In 1969, there was a severe tensions between the Berean Presbyterian Church, toward Temple University regarding land ownership. Per Urbanoasis.org, the tensions began around 1955 when Temple University began an aggressive expansion of the area. As the expansion continued, the church’s congregation suffered displacement for the cause of new academic buildings.
Led by, Reverend J. Jerome Cooper, Berean continued to plead with the University to halt the expansions yelling, “We can’t come any further!”
“Some likely saw the minister as a troublemaker, a proverbial thorn in the side of a rapidly growing urban university; others viewed him as a champion of the people, an advocate for those too often ignored by the powerful.”
Due to the building pressure and tension between the university and residents, a charette was put in place in November of 1969 until the disputes could be resolved. However, during this charette, the community leaders still felt their clear points and desire were not understood and unmet. Therefore in December, they walked out of the meeting in protest, releasing a statement the following day,
“During the two weeks of the Charette it became apparent that Temple University was interested only in continuing their preconceived plans while placating the wrath of the Black community. . . . By last night, it became all too apparent that the University was only willing to negotiate the scraps [of the vacant land]. Of the three moratorium blocks that Temple was willing to discuss for housing, one was bordered by railroad tracks and one was adjacent to a steam generating plant. In the remaining blocks Temple was at no time willing to reconsider its pre-Charette plans, calling for constructing a 14 story building on ten acres of land across the street from two story residential housing. Nor would they reconsider the placement of an equally massive technology building anywhere but adjacent to residential housing.”
With state and federal involvement, the Temple University-Community Agreement of 1970 came into play.
However, it still took many years for Temple to follow through with their agreement, but in the 1980s, Temple and the community created the North Central Philadelphia Association, “to seek innovative community and economic-development projects for the neighborhood.” To which the response was optimistic,
“People in the community believe that Temple is beginning to listen for the first time in years . . . . There are those of us who remember the 1960s and early ’70s, when Temple was seen as an enemy of the community. . . . Their whole portfolio seemed to have been community removal in regard to Temple expansion. . . . We now find this new administration is taking the initiative to say to us, ‘We’re ready to work with you.’ There is a trust level that is very high at this point.”
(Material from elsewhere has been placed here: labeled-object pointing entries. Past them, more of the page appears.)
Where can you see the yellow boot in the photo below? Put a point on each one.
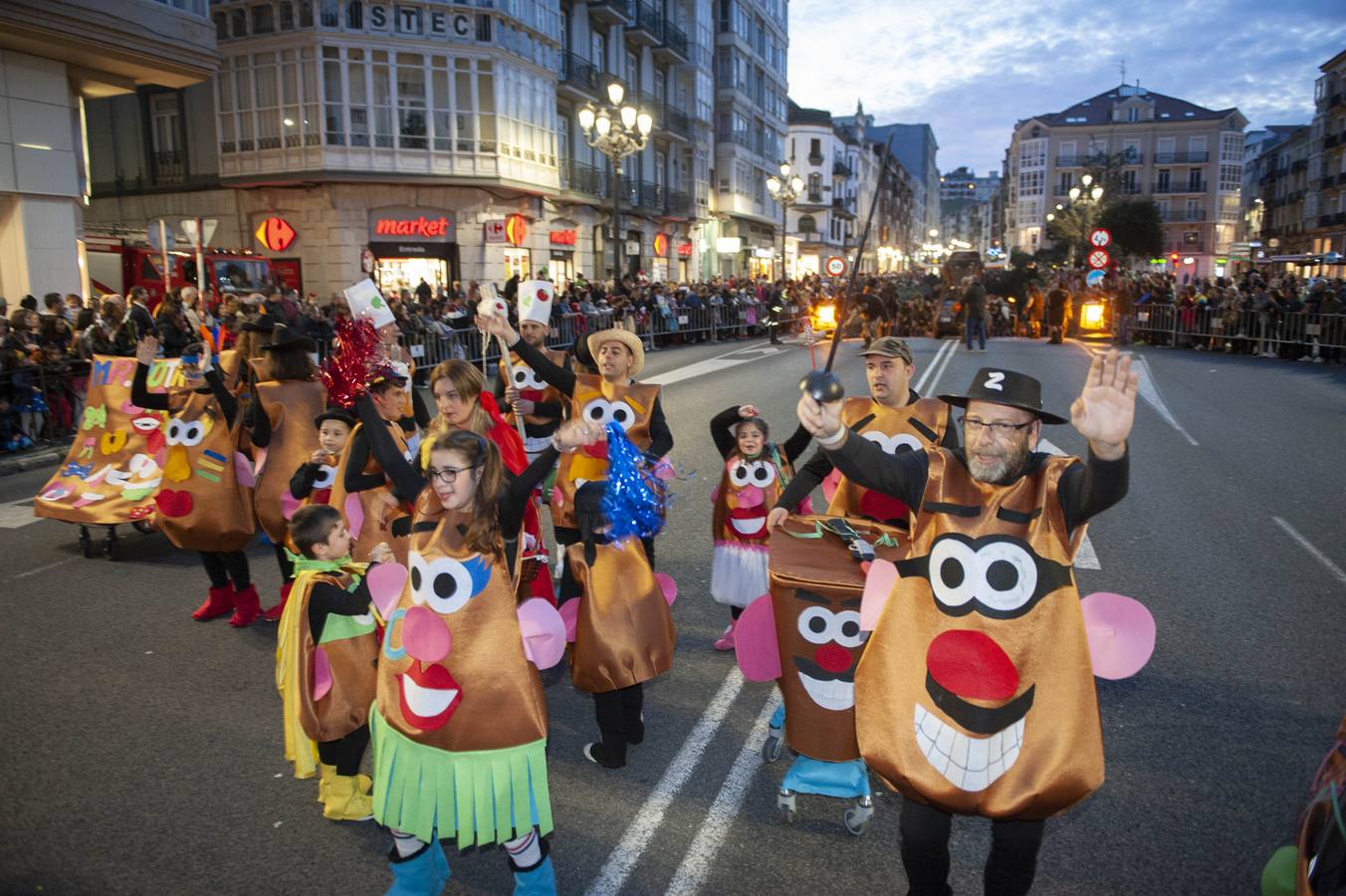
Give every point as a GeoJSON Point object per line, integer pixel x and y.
{"type": "Point", "coordinates": [344, 802]}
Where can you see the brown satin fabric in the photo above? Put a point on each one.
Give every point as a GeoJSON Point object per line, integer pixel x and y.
{"type": "Point", "coordinates": [825, 567]}
{"type": "Point", "coordinates": [221, 516]}
{"type": "Point", "coordinates": [577, 464]}
{"type": "Point", "coordinates": [1061, 759]}
{"type": "Point", "coordinates": [352, 662]}
{"type": "Point", "coordinates": [378, 514]}
{"type": "Point", "coordinates": [550, 393]}
{"type": "Point", "coordinates": [623, 631]}
{"type": "Point", "coordinates": [291, 406]}
{"type": "Point", "coordinates": [107, 443]}
{"type": "Point", "coordinates": [890, 421]}
{"type": "Point", "coordinates": [502, 701]}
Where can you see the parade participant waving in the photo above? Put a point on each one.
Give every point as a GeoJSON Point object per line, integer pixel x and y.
{"type": "Point", "coordinates": [203, 504]}
{"type": "Point", "coordinates": [986, 609]}
{"type": "Point", "coordinates": [459, 726]}
{"type": "Point", "coordinates": [756, 473]}
{"type": "Point", "coordinates": [894, 417]}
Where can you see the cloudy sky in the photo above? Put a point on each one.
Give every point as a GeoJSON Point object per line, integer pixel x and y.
{"type": "Point", "coordinates": [971, 69]}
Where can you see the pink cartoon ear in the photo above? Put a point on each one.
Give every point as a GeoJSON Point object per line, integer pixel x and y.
{"type": "Point", "coordinates": [878, 584]}
{"type": "Point", "coordinates": [354, 516]}
{"type": "Point", "coordinates": [1121, 634]}
{"type": "Point", "coordinates": [754, 642]}
{"type": "Point", "coordinates": [322, 673]}
{"type": "Point", "coordinates": [385, 585]}
{"type": "Point", "coordinates": [244, 470]}
{"type": "Point", "coordinates": [829, 485]}
{"type": "Point", "coordinates": [668, 586]}
{"type": "Point", "coordinates": [569, 612]}
{"type": "Point", "coordinates": [544, 632]}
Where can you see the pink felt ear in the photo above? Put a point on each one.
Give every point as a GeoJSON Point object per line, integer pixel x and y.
{"type": "Point", "coordinates": [754, 642]}
{"type": "Point", "coordinates": [878, 585]}
{"type": "Point", "coordinates": [544, 632]}
{"type": "Point", "coordinates": [354, 516]}
{"type": "Point", "coordinates": [668, 586]}
{"type": "Point", "coordinates": [1121, 634]}
{"type": "Point", "coordinates": [322, 674]}
{"type": "Point", "coordinates": [569, 612]}
{"type": "Point", "coordinates": [385, 585]}
{"type": "Point", "coordinates": [829, 485]}
{"type": "Point", "coordinates": [244, 470]}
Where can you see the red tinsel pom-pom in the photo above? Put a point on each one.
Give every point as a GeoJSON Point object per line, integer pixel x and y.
{"type": "Point", "coordinates": [346, 371]}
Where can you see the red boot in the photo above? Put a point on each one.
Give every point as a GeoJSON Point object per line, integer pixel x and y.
{"type": "Point", "coordinates": [220, 601]}
{"type": "Point", "coordinates": [274, 613]}
{"type": "Point", "coordinates": [247, 607]}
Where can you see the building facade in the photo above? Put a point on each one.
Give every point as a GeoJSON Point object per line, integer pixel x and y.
{"type": "Point", "coordinates": [1185, 156]}
{"type": "Point", "coordinates": [352, 121]}
{"type": "Point", "coordinates": [57, 57]}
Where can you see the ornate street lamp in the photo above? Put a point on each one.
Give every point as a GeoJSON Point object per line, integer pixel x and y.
{"type": "Point", "coordinates": [618, 130]}
{"type": "Point", "coordinates": [785, 190]}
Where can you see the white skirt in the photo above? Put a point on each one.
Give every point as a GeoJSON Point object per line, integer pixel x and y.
{"type": "Point", "coordinates": [738, 573]}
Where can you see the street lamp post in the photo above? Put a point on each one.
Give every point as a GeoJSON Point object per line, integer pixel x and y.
{"type": "Point", "coordinates": [618, 130]}
{"type": "Point", "coordinates": [785, 190]}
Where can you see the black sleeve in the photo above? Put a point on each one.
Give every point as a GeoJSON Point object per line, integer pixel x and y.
{"type": "Point", "coordinates": [1092, 487]}
{"type": "Point", "coordinates": [720, 424]}
{"type": "Point", "coordinates": [517, 494]}
{"type": "Point", "coordinates": [140, 394]}
{"type": "Point", "coordinates": [661, 437]}
{"type": "Point", "coordinates": [543, 366]}
{"type": "Point", "coordinates": [406, 481]}
{"type": "Point", "coordinates": [902, 475]}
{"type": "Point", "coordinates": [795, 444]}
{"type": "Point", "coordinates": [226, 400]}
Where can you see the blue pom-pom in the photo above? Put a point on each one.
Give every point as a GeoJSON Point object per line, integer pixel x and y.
{"type": "Point", "coordinates": [633, 502]}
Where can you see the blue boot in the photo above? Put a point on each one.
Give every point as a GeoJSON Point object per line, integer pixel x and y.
{"type": "Point", "coordinates": [538, 881]}
{"type": "Point", "coordinates": [421, 873]}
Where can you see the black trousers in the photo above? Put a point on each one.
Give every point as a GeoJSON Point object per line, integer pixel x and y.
{"type": "Point", "coordinates": [344, 753]}
{"type": "Point", "coordinates": [925, 852]}
{"type": "Point", "coordinates": [222, 566]}
{"type": "Point", "coordinates": [618, 715]}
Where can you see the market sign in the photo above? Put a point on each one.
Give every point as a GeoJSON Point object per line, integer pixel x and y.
{"type": "Point", "coordinates": [406, 224]}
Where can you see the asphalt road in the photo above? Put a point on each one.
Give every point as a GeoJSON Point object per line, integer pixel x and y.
{"type": "Point", "coordinates": [141, 750]}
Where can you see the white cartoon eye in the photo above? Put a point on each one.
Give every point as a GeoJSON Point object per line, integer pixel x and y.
{"type": "Point", "coordinates": [847, 628]}
{"type": "Point", "coordinates": [1007, 576]}
{"type": "Point", "coordinates": [442, 584]}
{"type": "Point", "coordinates": [597, 410]}
{"type": "Point", "coordinates": [815, 624]}
{"type": "Point", "coordinates": [953, 572]}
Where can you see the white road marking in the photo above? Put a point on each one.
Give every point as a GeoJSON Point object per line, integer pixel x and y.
{"type": "Point", "coordinates": [1307, 545]}
{"type": "Point", "coordinates": [638, 834]}
{"type": "Point", "coordinates": [1086, 558]}
{"type": "Point", "coordinates": [700, 856]}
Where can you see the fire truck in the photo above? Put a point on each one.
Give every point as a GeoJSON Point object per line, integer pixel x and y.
{"type": "Point", "coordinates": [115, 265]}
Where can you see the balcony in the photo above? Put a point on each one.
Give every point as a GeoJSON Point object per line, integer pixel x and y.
{"type": "Point", "coordinates": [1181, 157]}
{"type": "Point", "coordinates": [675, 46]}
{"type": "Point", "coordinates": [610, 11]}
{"type": "Point", "coordinates": [647, 27]}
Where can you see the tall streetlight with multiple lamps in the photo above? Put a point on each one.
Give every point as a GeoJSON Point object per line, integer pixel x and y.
{"type": "Point", "coordinates": [785, 190]}
{"type": "Point", "coordinates": [616, 129]}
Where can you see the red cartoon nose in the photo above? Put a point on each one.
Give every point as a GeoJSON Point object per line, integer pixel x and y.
{"type": "Point", "coordinates": [971, 665]}
{"type": "Point", "coordinates": [832, 657]}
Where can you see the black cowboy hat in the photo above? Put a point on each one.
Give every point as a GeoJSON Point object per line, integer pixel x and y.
{"type": "Point", "coordinates": [1006, 387]}
{"type": "Point", "coordinates": [283, 337]}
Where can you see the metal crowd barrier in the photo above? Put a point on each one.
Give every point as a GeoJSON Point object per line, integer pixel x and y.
{"type": "Point", "coordinates": [1283, 334]}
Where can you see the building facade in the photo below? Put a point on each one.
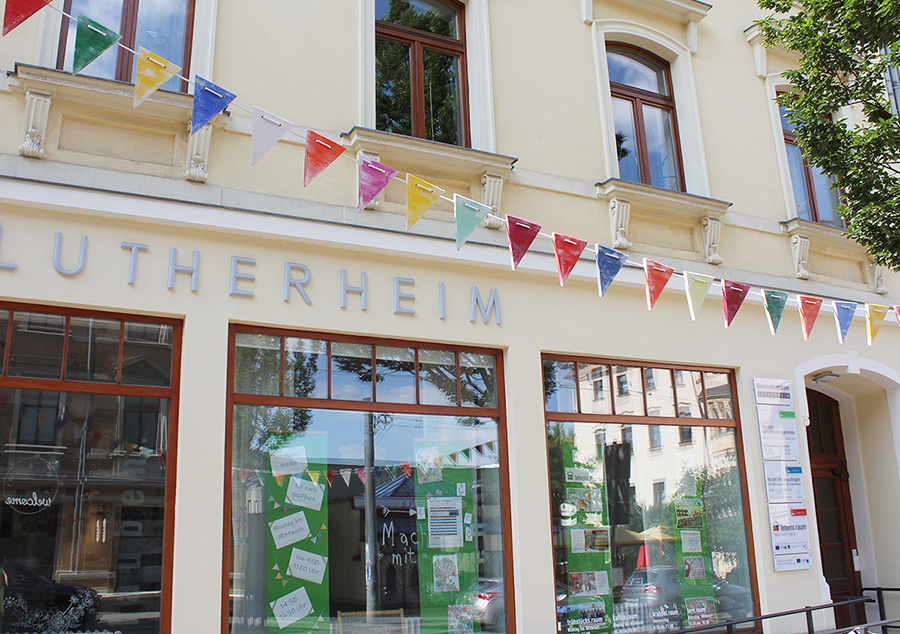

I close with a quote from a fellow wordpresser, “In recent years there has been a growing recognition that educational facilities and programs should be totally enmeshed in the social, economic, and physical vitality of communities. Increasingly society is asking that new schools be planned as community institutions, serving adults as well as children, performing social and cultural as well as education functions. Underlying this philosophy is the understanding that the physical integration of education facilities into the total fabric of the community will result in social, economic, and environmental revitalization of communities for the public benefit, and that if we are to improve education, we must integrate the whole social system rather that just modify the schools. This suggests that educational facility planning must become part of an overall strategy for community development and renewal and that new approaches to coordination of public decision-making and planning procedures must be found.”